Thrombosis in neonatal patients is almost always provoked by obvious risk factors,
such as central venous catheters in combination with serious pathological conditions.
Radulescu informs us here of the epidemiology of venous thromboembolism in the pediatric
population and reviews the large number of therapeutic options available, finalizing
with a discussion on the duration of anticoagulation.[8]

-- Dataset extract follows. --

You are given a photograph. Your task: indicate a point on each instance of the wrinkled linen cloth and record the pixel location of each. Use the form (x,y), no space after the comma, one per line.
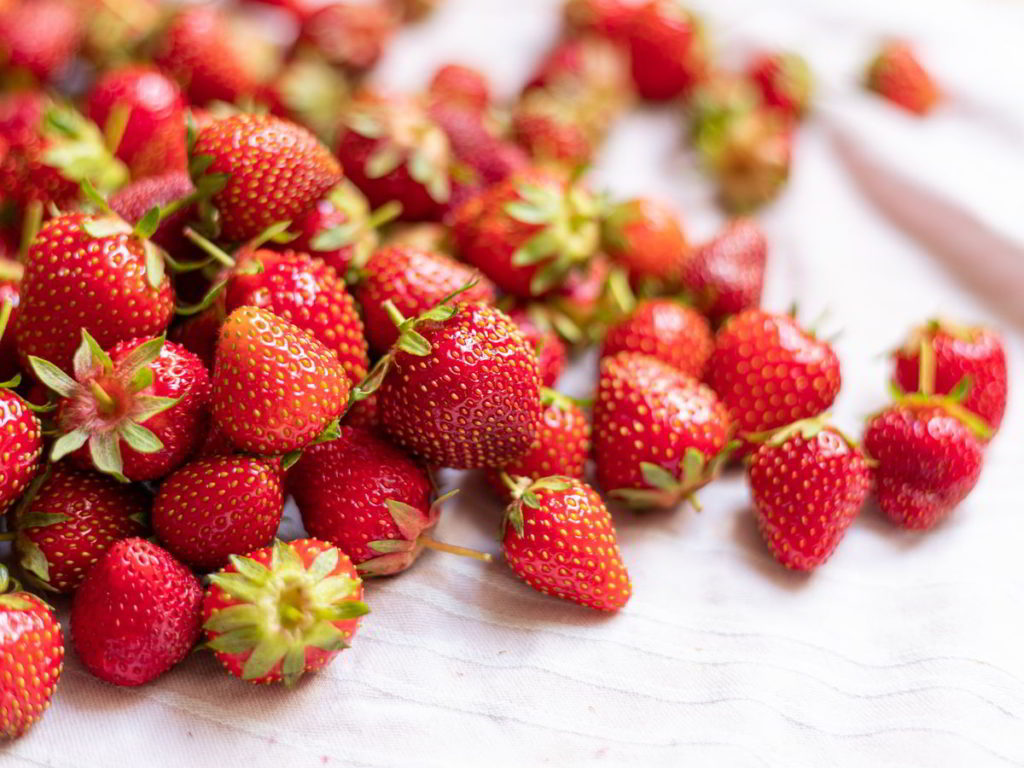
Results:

The main risk of antithrombotic therapy, in young and old, is hemorrhage. The most
common major hemorrhage is gastrointestinal and the most feared, due to high mortality
and frequent residual neurologic impairment, is intracranial bleeding. Schulman reviews
the management of major bleeding, which differs between the anticoagulants.[9] The non–vitamin K antagonist anticoagulants, often abbreviated NOACs, are progressively
gaining market shares from warfarin and its derivatives and it is useful to be aware
of the currently available options to reverse bleeding, should this occur. Once the
hemorrhagic complication has been controlled, the balance between risk for thromboembolic
events and the risk of recurrent hemorrhage has to be weighed. Studies that support
such a decision after intracranial or gastrointestinal hemorrhage are also discussed
here.
The concluding article in this theme issue may seem a bit off topic, focusing on endovascular
treatment of stroke, that is, intervention on the arterial side to remove clots from
small vessels in the brain. Until recently, this was very uncertain territory and
intravenous thrombolysis was considered the optimal choice unless contraindicated.
Cagnap and Smith are here supporting the recommendation for the endovascular approach
in eligible patients based on results from recent trials.[10] This treatment modality requires expertise but also changes in the logistics for
the emergency management of patients with ischemic stroke.

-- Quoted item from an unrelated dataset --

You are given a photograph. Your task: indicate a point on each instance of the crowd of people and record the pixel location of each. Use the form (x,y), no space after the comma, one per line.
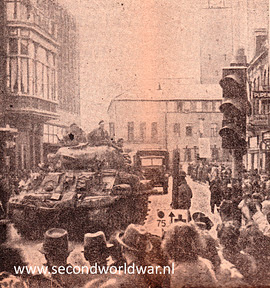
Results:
(185,256)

As mentioned, we are also tying up any remaining loose ends of the first two parts
of the current issue theme with a brief report by the guest editors, but primarily
from the meeting organizer, Md. Shahidul Islam, of the 93rd Berzelius Symposium, the
meeting where most of the contained topics were discussed.[1]
We are pleased to publish this compilation with the conviction that many readers will
find the reviews, as well as the original data presented in some papers, both interesting
and helpful in their decisions as consultants or most responsible physicians. These
articles complement the ones in Part I of this theme issue, published in November
2016.[11] The letter to the editor at the end of this issue,[12] and the response from the original authors,[13] pertains to one of those articles in Part I.[14]